I am still working on the best way to describe A Dance to the Music of Time
in a sentence or two and how to persuade someone that they should read a twelve-volume epic about a posh English guy's really rather unremarkable life. Nick Jenkins, our stalwart protagonist, is now in his thirties as World War II breaks out, and rest assured, he will not be storming the beaches at Normandy, interned in a POW camp, or even working in secret outfits, though many of his associates and even childhood friends will be doing all those things. Instead, he will do what he has been doing throughout this series: quietly observing events around him with his own presence subtly understated. He has a marvelous gift for being the hero of his own story in his own mind just like anyone else, without appearing to be for the reader.

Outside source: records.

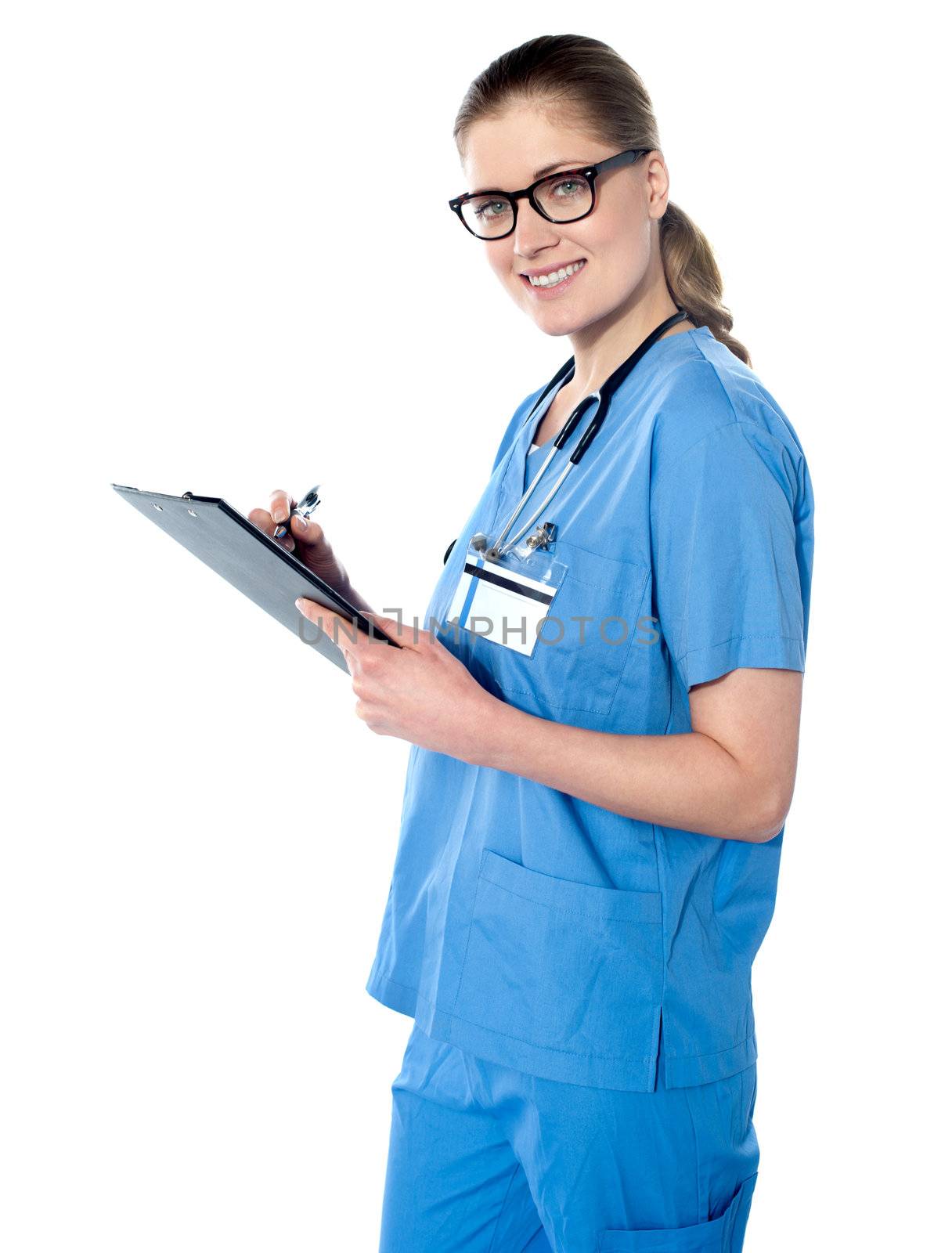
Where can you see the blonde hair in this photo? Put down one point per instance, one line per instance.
(586, 79)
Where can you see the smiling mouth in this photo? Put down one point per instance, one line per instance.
(555, 276)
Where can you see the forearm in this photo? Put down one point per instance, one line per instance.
(684, 781)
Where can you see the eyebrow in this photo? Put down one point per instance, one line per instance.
(539, 173)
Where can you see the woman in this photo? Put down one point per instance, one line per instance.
(592, 822)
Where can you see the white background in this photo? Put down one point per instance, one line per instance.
(229, 266)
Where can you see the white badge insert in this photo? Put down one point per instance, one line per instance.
(507, 601)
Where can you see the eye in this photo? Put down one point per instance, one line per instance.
(492, 208)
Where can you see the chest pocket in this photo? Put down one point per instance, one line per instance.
(578, 662)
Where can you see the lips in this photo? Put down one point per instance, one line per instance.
(554, 290)
(551, 269)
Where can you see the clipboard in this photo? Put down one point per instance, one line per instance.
(252, 562)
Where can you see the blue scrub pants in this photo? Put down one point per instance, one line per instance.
(485, 1159)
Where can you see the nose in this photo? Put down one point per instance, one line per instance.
(532, 232)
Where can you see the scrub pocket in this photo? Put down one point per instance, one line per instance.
(582, 649)
(561, 965)
(724, 1234)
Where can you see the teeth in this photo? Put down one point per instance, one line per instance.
(555, 276)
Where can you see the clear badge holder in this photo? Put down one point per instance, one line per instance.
(507, 598)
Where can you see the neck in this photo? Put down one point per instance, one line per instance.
(600, 348)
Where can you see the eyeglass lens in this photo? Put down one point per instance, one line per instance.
(561, 198)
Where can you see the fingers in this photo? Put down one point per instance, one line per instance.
(281, 504)
(273, 520)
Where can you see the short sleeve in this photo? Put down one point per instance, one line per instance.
(724, 548)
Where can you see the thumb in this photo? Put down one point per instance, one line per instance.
(402, 632)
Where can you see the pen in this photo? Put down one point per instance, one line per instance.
(305, 507)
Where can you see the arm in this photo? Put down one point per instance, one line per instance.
(732, 776)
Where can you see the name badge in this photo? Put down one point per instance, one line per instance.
(503, 601)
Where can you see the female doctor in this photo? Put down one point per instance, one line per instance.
(603, 707)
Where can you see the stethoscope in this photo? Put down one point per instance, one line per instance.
(603, 398)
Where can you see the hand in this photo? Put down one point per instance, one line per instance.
(420, 692)
(306, 536)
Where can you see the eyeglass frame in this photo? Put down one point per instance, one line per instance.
(588, 172)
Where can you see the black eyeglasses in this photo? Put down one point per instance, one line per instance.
(563, 197)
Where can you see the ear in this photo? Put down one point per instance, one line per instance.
(658, 183)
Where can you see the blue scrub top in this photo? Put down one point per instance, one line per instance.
(532, 927)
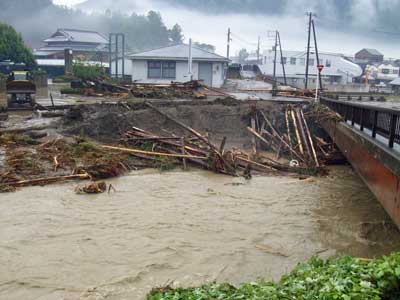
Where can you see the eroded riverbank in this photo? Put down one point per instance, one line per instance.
(182, 227)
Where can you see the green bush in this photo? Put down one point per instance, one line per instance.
(346, 278)
(64, 79)
(85, 72)
(71, 91)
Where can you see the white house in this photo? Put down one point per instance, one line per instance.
(337, 69)
(383, 72)
(170, 64)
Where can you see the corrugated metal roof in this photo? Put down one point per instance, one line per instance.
(395, 82)
(61, 62)
(372, 51)
(49, 50)
(178, 52)
(75, 35)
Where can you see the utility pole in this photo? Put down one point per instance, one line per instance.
(229, 43)
(308, 48)
(316, 52)
(282, 62)
(274, 74)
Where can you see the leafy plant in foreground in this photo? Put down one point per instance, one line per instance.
(346, 278)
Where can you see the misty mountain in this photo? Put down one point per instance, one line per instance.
(37, 19)
(361, 15)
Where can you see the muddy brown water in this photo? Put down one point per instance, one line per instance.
(182, 227)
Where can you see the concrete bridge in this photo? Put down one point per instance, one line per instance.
(369, 136)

The Third Movement contains the books The Valley of Bones
, The Soldier's Art
, and The Military Philosophers
, and together they cover the entire span of World War II. I wouldn't recommend starting the series here; seriously, you should start from the beginning because you can't possibly absorb the immaculate, immersive detail of Powell's writing unless you've been following along with Nick Jenkins and his huge and growing dance card of secondary characters since his public school days.
All the same, although the soldier might abnegate thought and action, it has never been suggested that he should abnegate grumbling. There seemed no reason why I alone, throughout the armies of the world, should not be allowed to feel that military life owed me more stimulating duties, higher rank, increased pay, simply because the means to such ends was by no means clear.
At the beginning of this volume, Nick has just managed to obtain a second lieutenant's billet. He's kind of old for a subaltern, so he's stuck with a bunch of other older civilian retreads in a unit that gets shipped off to garrison duty in Ireland to do not much of anything. That is the dominant tone of The Valley of Bones
; Nick is bored and unfulfilled, far from home but not actually anywhere near anything interesting. Everyone is waiting for the war to start.
Yet the Third Movement packs more drama than any of the previous ones, because war does break out and things do happen. Big things. Maybe not in Nick's immediate proximity; he describes the Blitz, even as V2 rockets are literally falling around him, in the same wry, unhurried voice he used to describe the debutante balls he attended as a young bachelor. But as with all the previous books, you have to sit back and really think about what you've just been told.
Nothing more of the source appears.